Ich bin gespannt, wann die ersten Vorwürfe kommen, das sei eine Aktion der Amis gegen den Iran, weil die Taliban dort ja mit US-Waffen antreten. hmpf.gif


Die Proteste der Iraner gegen die Gewaltherrschaft laufen noch. Das ist ein denkbar schlechter Zeitpunkt für diese Auseinandersetzung, in jedweder Hinsicht, außer für die Taliban. Man kann nur hoffen, dass es dem iranischen Regime nicht gelingt diese Angriffe zu nutzen, um die Proteste zu untergraben. Das wäre eins von zwei positiven Resultaten. Das andere? Der Iran braucht seine Shaheds jetzt selber.

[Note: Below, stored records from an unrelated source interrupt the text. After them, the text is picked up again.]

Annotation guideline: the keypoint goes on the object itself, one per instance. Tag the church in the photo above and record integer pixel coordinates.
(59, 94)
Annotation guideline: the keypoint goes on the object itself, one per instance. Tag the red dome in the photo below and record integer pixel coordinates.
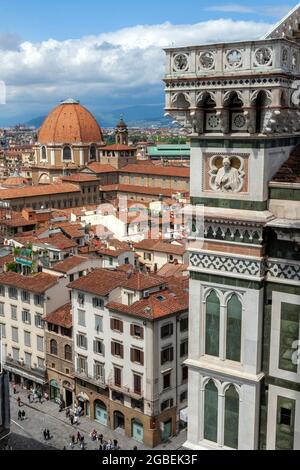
(70, 123)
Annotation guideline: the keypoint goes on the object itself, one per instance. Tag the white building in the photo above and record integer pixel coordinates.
(24, 300)
(131, 341)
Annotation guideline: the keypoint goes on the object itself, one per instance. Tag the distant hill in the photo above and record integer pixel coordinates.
(135, 116)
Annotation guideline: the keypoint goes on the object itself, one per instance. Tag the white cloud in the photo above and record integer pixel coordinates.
(108, 65)
(231, 8)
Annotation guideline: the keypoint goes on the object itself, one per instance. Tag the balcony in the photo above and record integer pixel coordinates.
(99, 382)
(135, 394)
(31, 373)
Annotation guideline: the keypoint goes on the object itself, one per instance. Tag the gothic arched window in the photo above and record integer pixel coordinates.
(211, 412)
(234, 329)
(212, 329)
(67, 154)
(231, 426)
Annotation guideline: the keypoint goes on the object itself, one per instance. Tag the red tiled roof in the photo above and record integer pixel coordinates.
(99, 282)
(174, 171)
(118, 147)
(158, 305)
(41, 190)
(101, 168)
(61, 317)
(37, 283)
(69, 263)
(80, 178)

Geschrieben von: General Gauder 28. May 2023, 20:01

ZITAT(Madner Kami @ 28. May 2023, 20:16) *
ZITAT(Broensen @ 28. May 2023, 20:07) *
https://nitter.net/Terror_Alarm/status/1662481600939016192

Ich bin gespannt, wann die ersten Vorwürfe kommen, das sei eine Aktion der Amis gegen den Iran, weil die Taliban dort ja mit US-Waffen antreten. hmpf.gif


Die Proteste der Iraner gegen die Gewaltherrschaft laufen noch. Das ist ein denkbar schlechter Zeitpunkt für diese Auseinandersetzung, in jedweder Hinsicht, außer für die Taliban. Man kann nur hoffen, dass es dem iranischen Regime nicht gelingt diese Angriffe zu nutzen, um die Proteste zu untergraben. Das wäre eins von zwei positiven Resultaten. Das andere? Der Iran braucht seine Shaheds jetzt selber.

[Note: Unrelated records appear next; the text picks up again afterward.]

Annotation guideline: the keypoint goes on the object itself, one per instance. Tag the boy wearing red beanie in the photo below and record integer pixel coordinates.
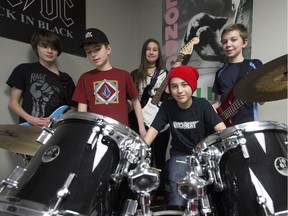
(188, 116)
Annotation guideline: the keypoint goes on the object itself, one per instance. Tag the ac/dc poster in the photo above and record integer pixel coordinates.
(183, 20)
(20, 18)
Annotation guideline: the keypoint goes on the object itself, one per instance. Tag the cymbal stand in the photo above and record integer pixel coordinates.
(193, 189)
(12, 181)
(144, 179)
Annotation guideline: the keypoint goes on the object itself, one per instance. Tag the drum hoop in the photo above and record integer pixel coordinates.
(93, 117)
(254, 126)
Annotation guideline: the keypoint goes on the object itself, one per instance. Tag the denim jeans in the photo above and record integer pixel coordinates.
(177, 168)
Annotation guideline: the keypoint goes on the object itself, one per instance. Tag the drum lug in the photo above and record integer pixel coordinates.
(93, 137)
(143, 178)
(12, 181)
(242, 142)
(46, 134)
(64, 191)
(262, 202)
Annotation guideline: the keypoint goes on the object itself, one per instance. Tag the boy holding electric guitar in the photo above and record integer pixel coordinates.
(233, 111)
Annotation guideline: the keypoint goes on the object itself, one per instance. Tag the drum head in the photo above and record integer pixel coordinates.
(243, 128)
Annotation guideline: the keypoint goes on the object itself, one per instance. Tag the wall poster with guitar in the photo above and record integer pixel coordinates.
(182, 20)
(150, 108)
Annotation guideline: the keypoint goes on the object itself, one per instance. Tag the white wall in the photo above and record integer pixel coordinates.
(269, 42)
(128, 23)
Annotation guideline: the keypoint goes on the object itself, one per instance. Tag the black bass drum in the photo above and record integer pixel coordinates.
(73, 173)
(253, 168)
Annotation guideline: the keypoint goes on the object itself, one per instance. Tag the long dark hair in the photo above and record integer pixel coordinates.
(141, 74)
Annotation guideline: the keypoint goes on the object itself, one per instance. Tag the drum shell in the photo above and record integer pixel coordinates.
(90, 189)
(248, 178)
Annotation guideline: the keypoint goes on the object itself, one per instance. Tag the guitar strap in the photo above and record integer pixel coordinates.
(244, 69)
(154, 79)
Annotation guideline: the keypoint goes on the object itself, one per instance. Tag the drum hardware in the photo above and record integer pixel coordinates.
(193, 188)
(224, 156)
(46, 134)
(12, 181)
(144, 179)
(129, 154)
(130, 208)
(64, 191)
(262, 202)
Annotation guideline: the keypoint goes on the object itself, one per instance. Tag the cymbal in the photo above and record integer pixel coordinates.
(20, 139)
(267, 82)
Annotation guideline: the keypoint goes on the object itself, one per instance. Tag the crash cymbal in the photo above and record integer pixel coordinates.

Damit die Shaheds nach Afghanistan fliegen und dort Zivilisten töten man das aber nicht mitbekommt, weil es keine gewaltige Twitter Blase gibt? facepalm.gif facepalm.gif facepalm.gif
Im übrigen ist so ein Angriff von außen genau das was die Iranische Führung jetzt braucht, weil es eben genug Leute geben wird die ihren Protest erst einmal einstellen und zur Fahne eilen. rolleyes.gif

Geschrieben von: Madner Kami 28. May 2023, 20:27

ZITAT(General Gauder @ 28. May 2023, 21:01) *
Damit die Shaheds nach Afghanistan fliegen und dort Zivilisten töten man das aber nicht mitbekommt, weil es keine gewaltige Twitter Blase gibt? facepalm.gif facepalm.gif facepalm.gif


Dir wäre es also lieber sie flögen in die Ukraine, weil da wenigstens auf Twitter darüber berichtet wird? Danke, dass wir das geklärt haben. Lass solchen manipulativ-suggestiven Mist.

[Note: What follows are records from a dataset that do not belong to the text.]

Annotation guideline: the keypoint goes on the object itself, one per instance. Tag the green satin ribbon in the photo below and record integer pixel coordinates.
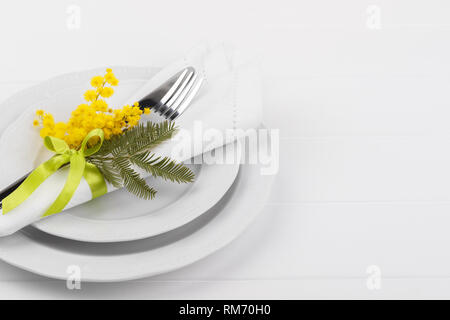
(78, 168)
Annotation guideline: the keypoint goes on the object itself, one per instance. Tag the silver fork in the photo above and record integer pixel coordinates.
(173, 97)
(170, 100)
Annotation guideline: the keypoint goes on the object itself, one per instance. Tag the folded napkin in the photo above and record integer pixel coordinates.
(229, 101)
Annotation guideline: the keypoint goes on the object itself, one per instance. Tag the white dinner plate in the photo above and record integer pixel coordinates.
(174, 205)
(51, 256)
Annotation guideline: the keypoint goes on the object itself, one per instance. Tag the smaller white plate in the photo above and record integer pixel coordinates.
(173, 206)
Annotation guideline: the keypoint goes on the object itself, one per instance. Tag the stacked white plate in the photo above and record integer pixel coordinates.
(132, 238)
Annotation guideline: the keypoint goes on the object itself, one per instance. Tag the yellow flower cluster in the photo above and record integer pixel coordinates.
(93, 114)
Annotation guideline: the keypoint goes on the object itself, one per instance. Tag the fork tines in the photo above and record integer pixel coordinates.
(172, 98)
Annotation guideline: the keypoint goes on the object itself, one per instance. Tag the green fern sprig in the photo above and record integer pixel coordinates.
(116, 158)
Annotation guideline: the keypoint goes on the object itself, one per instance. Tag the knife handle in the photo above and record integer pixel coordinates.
(11, 188)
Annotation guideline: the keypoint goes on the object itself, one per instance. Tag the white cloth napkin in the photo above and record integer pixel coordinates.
(228, 101)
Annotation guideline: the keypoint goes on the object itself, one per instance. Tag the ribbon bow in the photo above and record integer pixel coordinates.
(78, 168)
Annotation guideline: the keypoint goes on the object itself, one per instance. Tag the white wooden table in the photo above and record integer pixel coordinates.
(361, 93)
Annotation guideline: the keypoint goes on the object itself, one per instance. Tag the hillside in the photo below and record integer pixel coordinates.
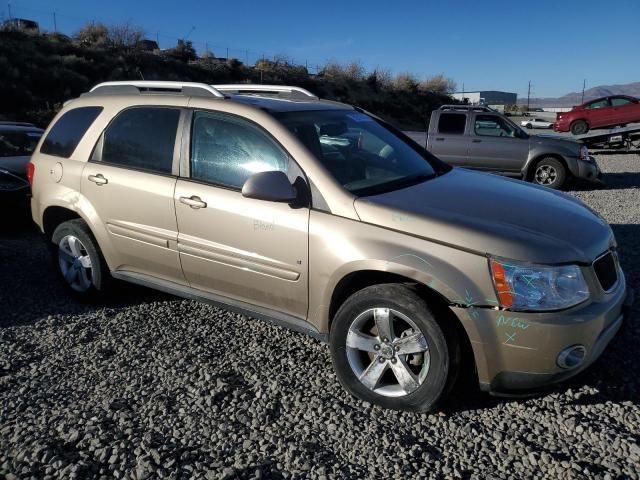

ZITAT(General Gauder @ 28. May 2023, 21:01) *
Im übrigen ist so ein Angriff von außen genau das was die Iranische Führung jetzt braucht, weil es eben genug Leute geben wird die ihren Protest erst einmal einstellen und zur Fahne eilen. rolleyes.gif


Dir ist schon klar, dass das iranische Volk kein Interesse daran hat, die Taliban ins Land zu lassen, oder? Dass es dann garantiert Bestrebungen geben wird erstmal gegen den gemeinsamen Feind zu bekämpfen und, dass das Regime das durchaus nutzen kann und wird, dürftest du auch verstehen.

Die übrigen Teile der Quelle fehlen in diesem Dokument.